The pre-revolutionary roar is that of the Leader speaking, and of the crowd celebrating the Leader speaking, and of those being beaten because they aren’t celebrating loudly enough; a roar relentlessly repeated by radios and televisions throughout the city, accompanying the protagonist almost everywhere he goes.

Counterposed to the roar are two forms of silence: of imprisonment and of the grave. The first holds an ironic allure, for “the most beautiful thing in the entire universe is the silence that allows us to hear soft and distant sounds.”

The narrator is Fathi Sheen, a writer fallen out of favour with the regime, silenced only to the extent that he doesn’t write any more. Over the course of a day Fathi struggles against the flow of crowds and regime thugs to visit first his mother and then his lover. He’s been content thus far to continue not to write in return for being left alone, but it becomes clear that the Leader’s friends plan to drive a different sort of bargain.

The novella is in part a parable of the artist surviving under dictatorship. How does he make space for creation between silent and roaring states of mind? How does he avoid the regime’s Faustian temptations? More generally, how should one resist?

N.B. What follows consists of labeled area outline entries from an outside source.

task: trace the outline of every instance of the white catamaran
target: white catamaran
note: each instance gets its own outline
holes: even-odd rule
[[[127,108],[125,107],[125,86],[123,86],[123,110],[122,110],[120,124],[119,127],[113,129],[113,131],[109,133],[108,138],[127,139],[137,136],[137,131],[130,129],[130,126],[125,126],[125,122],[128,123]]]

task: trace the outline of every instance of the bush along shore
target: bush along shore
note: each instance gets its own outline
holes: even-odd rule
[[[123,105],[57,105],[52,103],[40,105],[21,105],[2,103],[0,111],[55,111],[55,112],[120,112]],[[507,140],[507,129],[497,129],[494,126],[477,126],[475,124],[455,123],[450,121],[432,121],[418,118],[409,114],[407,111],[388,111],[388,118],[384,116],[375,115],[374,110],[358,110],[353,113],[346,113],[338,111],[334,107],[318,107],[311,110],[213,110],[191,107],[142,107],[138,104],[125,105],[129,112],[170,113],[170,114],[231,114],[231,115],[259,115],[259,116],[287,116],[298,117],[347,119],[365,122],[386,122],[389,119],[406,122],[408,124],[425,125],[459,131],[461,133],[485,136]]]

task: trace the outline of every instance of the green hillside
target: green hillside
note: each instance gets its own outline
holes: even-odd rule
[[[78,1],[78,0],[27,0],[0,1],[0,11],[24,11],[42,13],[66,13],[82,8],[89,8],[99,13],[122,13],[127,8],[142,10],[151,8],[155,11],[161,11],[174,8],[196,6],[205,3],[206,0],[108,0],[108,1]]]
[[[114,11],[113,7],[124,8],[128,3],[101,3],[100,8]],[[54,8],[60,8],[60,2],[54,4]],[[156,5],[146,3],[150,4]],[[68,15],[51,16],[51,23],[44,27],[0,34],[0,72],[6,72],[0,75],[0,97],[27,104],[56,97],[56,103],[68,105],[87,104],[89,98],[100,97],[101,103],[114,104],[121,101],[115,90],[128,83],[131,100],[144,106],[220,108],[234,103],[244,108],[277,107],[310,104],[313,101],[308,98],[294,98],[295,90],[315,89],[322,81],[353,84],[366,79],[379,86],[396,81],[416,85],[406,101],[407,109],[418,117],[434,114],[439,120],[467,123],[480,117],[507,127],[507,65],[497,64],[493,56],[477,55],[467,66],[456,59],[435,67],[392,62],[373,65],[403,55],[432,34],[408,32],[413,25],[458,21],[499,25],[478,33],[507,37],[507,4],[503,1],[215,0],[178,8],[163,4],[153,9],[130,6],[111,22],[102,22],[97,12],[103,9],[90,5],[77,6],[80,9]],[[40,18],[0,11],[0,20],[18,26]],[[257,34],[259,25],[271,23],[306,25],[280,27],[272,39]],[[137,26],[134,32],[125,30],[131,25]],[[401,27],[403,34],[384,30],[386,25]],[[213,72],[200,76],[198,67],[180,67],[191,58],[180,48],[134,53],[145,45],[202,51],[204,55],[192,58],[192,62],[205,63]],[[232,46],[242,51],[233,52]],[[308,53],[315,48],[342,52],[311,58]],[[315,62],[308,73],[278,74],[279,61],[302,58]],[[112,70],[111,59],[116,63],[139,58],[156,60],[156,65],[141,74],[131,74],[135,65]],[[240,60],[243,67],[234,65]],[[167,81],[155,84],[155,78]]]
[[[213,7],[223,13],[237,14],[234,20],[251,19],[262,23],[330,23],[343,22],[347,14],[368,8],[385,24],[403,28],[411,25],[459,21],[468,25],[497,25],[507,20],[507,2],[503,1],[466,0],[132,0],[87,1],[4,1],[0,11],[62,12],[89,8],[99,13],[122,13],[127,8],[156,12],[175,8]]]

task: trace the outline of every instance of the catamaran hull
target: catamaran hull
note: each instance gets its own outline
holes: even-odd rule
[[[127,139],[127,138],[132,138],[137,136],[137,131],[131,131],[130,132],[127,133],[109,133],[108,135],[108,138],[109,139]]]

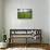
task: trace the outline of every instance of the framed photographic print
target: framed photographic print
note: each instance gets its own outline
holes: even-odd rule
[[[17,9],[17,18],[32,18],[32,9]]]

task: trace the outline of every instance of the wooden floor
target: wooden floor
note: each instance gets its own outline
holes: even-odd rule
[[[8,48],[42,48],[46,50],[50,50],[50,46],[48,43],[9,43]],[[5,48],[5,49],[8,49]],[[0,49],[4,50],[4,49]]]

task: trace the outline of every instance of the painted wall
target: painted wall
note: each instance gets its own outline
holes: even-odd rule
[[[2,0],[0,0],[0,41],[2,41]]]
[[[17,9],[33,9],[32,20],[18,20]],[[42,29],[42,42],[49,42],[49,21],[47,0],[4,0],[4,28],[8,38],[10,29]]]
[[[49,43],[50,43],[50,0],[49,0]]]

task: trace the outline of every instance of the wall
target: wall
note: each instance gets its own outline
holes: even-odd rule
[[[50,43],[50,0],[49,0],[49,43]]]
[[[2,0],[0,0],[0,41],[2,41]]]
[[[18,20],[17,9],[33,9],[33,18]],[[4,28],[8,38],[11,28],[39,28],[42,29],[42,42],[48,43],[48,20],[47,0],[4,0]]]

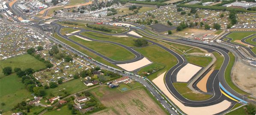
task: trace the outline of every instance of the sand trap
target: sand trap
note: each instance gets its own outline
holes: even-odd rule
[[[48,22],[46,22],[45,23],[44,23],[45,24],[50,24],[51,23],[52,23],[52,22],[53,22],[54,21],[48,21]]]
[[[217,104],[203,107],[190,107],[184,105],[169,92],[165,86],[164,81],[165,72],[158,76],[152,81],[172,101],[178,106],[182,111],[188,115],[213,115],[215,114],[228,109],[231,105],[231,103],[224,100]]]
[[[92,1],[90,1],[90,2],[89,2],[87,3],[80,4],[78,4],[78,5],[74,5],[74,6],[65,6],[64,8],[65,8],[65,9],[70,9],[70,8],[72,8],[73,7],[78,7],[82,6],[83,6],[90,5],[90,4],[91,4],[92,3]]]
[[[131,25],[131,24],[129,24],[129,23],[113,23],[113,24],[116,24],[116,25],[118,25],[118,24],[122,24],[122,25],[123,25],[131,26],[133,26],[133,25]]]
[[[66,35],[70,35],[72,34],[66,34]]]
[[[202,67],[188,63],[179,71],[177,75],[177,81],[188,81]]]
[[[74,34],[74,33],[76,33],[76,32],[80,32],[80,31],[81,31],[81,30],[77,30],[77,31],[74,31],[74,32],[71,32],[71,33],[71,33],[71,34]]]
[[[128,37],[127,35],[113,35],[113,36],[115,36],[115,37]]]
[[[137,61],[125,64],[117,64],[116,65],[127,71],[132,71],[151,63],[152,62],[150,62],[148,59],[144,58],[143,59]]]
[[[205,75],[205,76],[204,76],[203,78],[200,80],[199,82],[196,84],[196,86],[200,90],[205,92],[207,92],[207,89],[206,88],[206,83],[207,83],[207,80],[210,77],[210,75],[212,73],[214,69],[211,69],[209,72]]]
[[[134,32],[133,31],[131,31],[131,32],[128,32],[128,34],[132,34],[133,35],[137,36],[137,37],[143,37],[143,36],[141,36],[141,35],[139,35],[139,34],[137,34],[137,33],[135,32]]]
[[[92,40],[88,40],[88,39],[86,39],[86,38],[83,38],[83,37],[81,37],[79,36],[78,36],[78,35],[74,35],[74,36],[75,36],[75,37],[77,37],[80,38],[81,38],[81,39],[83,39],[83,40],[86,40],[86,41],[92,41]]]

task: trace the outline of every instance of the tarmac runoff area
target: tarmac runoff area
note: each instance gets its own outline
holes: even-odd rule
[[[134,32],[133,31],[131,31],[131,32],[128,32],[128,34],[132,34],[133,35],[135,35],[135,36],[137,36],[137,37],[143,37],[142,36],[139,35],[139,34],[137,34],[137,33],[135,32]]]
[[[191,107],[185,106],[177,100],[169,92],[165,86],[164,79],[164,72],[154,79],[153,82],[183,112],[188,115],[214,115],[227,109],[231,105],[231,103],[224,100],[217,104],[203,107]]]
[[[113,35],[113,36],[120,37],[128,37],[127,35]]]
[[[198,83],[197,83],[196,84],[196,86],[197,86],[197,87],[198,87],[198,88],[199,88],[199,89],[200,89],[200,90],[201,91],[205,92],[207,92],[207,89],[206,88],[207,80],[214,70],[214,69],[211,69],[211,70],[209,71],[209,72],[207,73],[207,74],[205,75],[204,76],[203,78],[201,79],[201,80],[200,80],[200,81],[199,81]]]
[[[128,71],[132,71],[145,66],[147,65],[152,62],[150,62],[146,58],[135,62],[125,64],[117,64],[116,65]]]
[[[86,38],[83,38],[83,37],[81,37],[79,36],[78,36],[78,35],[74,35],[74,36],[75,36],[75,37],[78,37],[78,38],[81,38],[81,39],[83,39],[83,40],[86,40],[86,41],[92,41],[92,40],[88,40],[88,39],[86,39]]]
[[[187,82],[195,74],[202,69],[198,66],[188,63],[178,72],[177,81]]]

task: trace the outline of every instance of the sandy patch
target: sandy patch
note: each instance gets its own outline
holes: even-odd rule
[[[115,36],[115,37],[128,37],[127,35],[113,35],[113,36]]]
[[[74,36],[75,36],[75,37],[79,37],[79,38],[81,38],[81,39],[83,39],[83,40],[86,40],[86,41],[92,41],[92,40],[88,40],[88,39],[86,39],[86,38],[84,38],[84,37],[80,37],[80,36],[78,36],[78,35],[74,35]]]
[[[132,34],[133,35],[137,36],[139,37],[142,37],[142,36],[140,35],[140,34],[138,34],[137,33],[135,32],[132,31],[129,32],[128,32],[128,34]]]
[[[23,18],[22,18],[22,17],[18,17],[18,20],[20,20],[20,21],[21,21],[21,20],[23,20]]]
[[[50,24],[51,23],[52,23],[52,22],[53,22],[53,21],[48,21],[48,22],[46,22],[44,23]]]
[[[202,67],[188,63],[179,71],[177,75],[177,81],[188,81]]]
[[[238,43],[239,44],[242,44],[243,45],[244,45],[245,46],[250,46],[250,45],[247,44],[246,44],[246,43],[243,43],[243,42],[241,42],[241,40],[235,40],[234,41],[235,42],[236,42],[236,43]],[[253,46],[252,46],[253,47]]]
[[[164,81],[165,72],[158,76],[152,81],[170,99],[178,106],[182,111],[188,115],[213,115],[228,109],[231,105],[231,103],[224,100],[217,104],[203,107],[190,107],[185,106],[172,95],[165,86]]]
[[[117,64],[116,65],[127,71],[132,71],[151,63],[152,62],[150,62],[148,59],[144,58],[143,59],[137,61],[125,64]]]
[[[83,6],[88,5],[91,4],[92,3],[92,1],[90,1],[90,2],[89,2],[87,3],[80,4],[78,4],[78,5],[74,5],[74,6],[65,6],[64,8],[65,8],[65,9],[70,9],[70,8],[72,8],[73,7],[77,7],[82,6]]]
[[[71,33],[71,34],[74,34],[74,33],[75,33],[76,32],[79,32],[80,31],[81,31],[81,30],[77,30],[77,31],[74,31],[74,32],[71,32],[70,33]]]
[[[209,77],[210,77],[210,75],[211,73],[212,73],[213,70],[214,70],[213,69],[210,70],[210,71],[209,71],[209,72],[206,75],[205,75],[204,76],[203,78],[201,79],[201,80],[200,80],[200,81],[198,82],[196,84],[197,87],[198,87],[200,90],[205,92],[207,92],[206,83],[207,83],[207,80],[208,80]]]

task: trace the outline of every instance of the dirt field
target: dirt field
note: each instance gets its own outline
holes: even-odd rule
[[[142,87],[123,92],[104,88],[109,88],[99,87],[92,93],[107,108],[93,115],[166,114]]]
[[[182,36],[187,38],[192,38],[193,37],[193,36],[191,35],[192,34],[194,34],[194,36],[196,36],[197,35],[202,34],[202,33],[207,33],[207,34],[212,34],[215,31],[211,30],[187,28],[184,29],[182,31],[175,32],[173,34],[173,35]],[[188,34],[186,34],[186,33],[188,33]]]
[[[212,73],[214,69],[211,70],[206,75],[204,76],[196,84],[196,86],[201,90],[201,91],[205,92],[207,92],[207,89],[206,89],[206,83],[207,83],[207,80],[210,77],[210,75]]]
[[[168,26],[161,23],[158,23],[149,26],[158,32],[167,31],[170,30],[176,29],[177,27],[175,26]]]
[[[236,63],[231,76],[240,88],[256,97],[256,68],[246,65],[241,61],[240,60]]]

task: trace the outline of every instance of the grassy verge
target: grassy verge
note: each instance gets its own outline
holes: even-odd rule
[[[165,65],[165,67],[163,69],[148,76],[148,78],[151,80],[167,71],[177,63],[177,59],[173,55],[157,46],[153,45],[135,49],[151,61]]]
[[[193,101],[203,101],[211,98],[212,95],[200,93],[196,93],[187,86],[186,83],[174,83],[173,86],[184,98]]]
[[[81,34],[95,40],[115,42],[128,46],[135,47],[134,40],[136,39],[131,37],[116,37],[92,32],[82,32]]]
[[[239,88],[237,87],[232,82],[231,80],[231,71],[232,70],[232,67],[235,63],[235,56],[232,54],[232,53],[229,52],[229,56],[230,60],[229,63],[229,64],[227,66],[226,71],[225,72],[225,79],[227,83],[229,86],[235,90],[236,92],[243,95],[248,95],[249,93],[241,90]]]
[[[81,47],[80,47],[79,46],[77,46],[75,44],[74,44],[71,42],[70,42],[68,40],[67,40],[64,39],[64,38],[63,38],[62,37],[58,36],[56,33],[54,33],[53,36],[55,38],[57,39],[57,40],[62,41],[62,42],[65,43],[66,44],[67,44],[68,45],[68,46],[70,46],[71,47],[72,47],[73,48],[79,51],[79,52],[87,55],[88,56],[89,56],[90,57],[92,58],[93,59],[94,59],[98,61],[101,62],[101,63],[104,63],[104,64],[105,64],[106,65],[107,65],[107,66],[112,66],[113,67],[114,67],[116,69],[122,69],[121,68],[120,68],[119,67],[116,66],[115,65],[114,65],[114,64],[111,63],[103,59],[102,58],[101,58],[100,57],[99,57],[98,56],[98,55],[95,55],[87,50],[85,50],[84,49],[81,48]]]
[[[131,52],[115,44],[101,42],[88,41],[74,36],[70,36],[69,38],[113,60],[125,61],[135,58],[135,55]]]
[[[210,57],[186,56],[185,58],[190,63],[205,67],[211,61],[212,59]]]

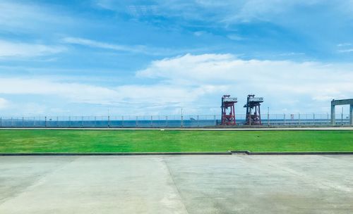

One answer for Fathi and his lover Lama, as for Winston Smith and his Julia in Nineteen Eighty-Four, is through sex, “a form of speech, indeed, a form of shouting in the face of the silence.” Another is by laughter. Fathi’s mother and lover both survive the world by ridiculing it, and Fathi too, in his amused insouciance under bullying and threats, meets the challenge by means of absurd comedy. His context is often absurd – he is refused access to the security building where he must reclaim his confiscated ID card, because he doesn’t have his ID card.

A state built around the amplified personality of the Leader is also absurd. Surrealism is the term used to name the situation, both by Fathi (in conversation with an anguished doctor) and by Sirees in his afterword. The tragicomic ending is fittingly in dream shape, and bears great but indirect symbolic weight. The city is not quite Damascus. The Leader too is generalised, not quite Bashar al-Assad or his father Hafez. Occasionally his outsized decadence is reminiscent of Garcia Marquez’s autumnal patriarch, as when he strolls through his palace peering into the TV screens, each replaying the engineered roar.

This is a small dystopian treasure of Gogolian texture, nightmarish but light, self-referential but never pretentious. Eerie, banal, yet bearing the cold imprint of reality, Sirees’s vision of tyranny, superlatively translated, is distinctive enough to be ranked with Orwell, Huxley or Marquez’s.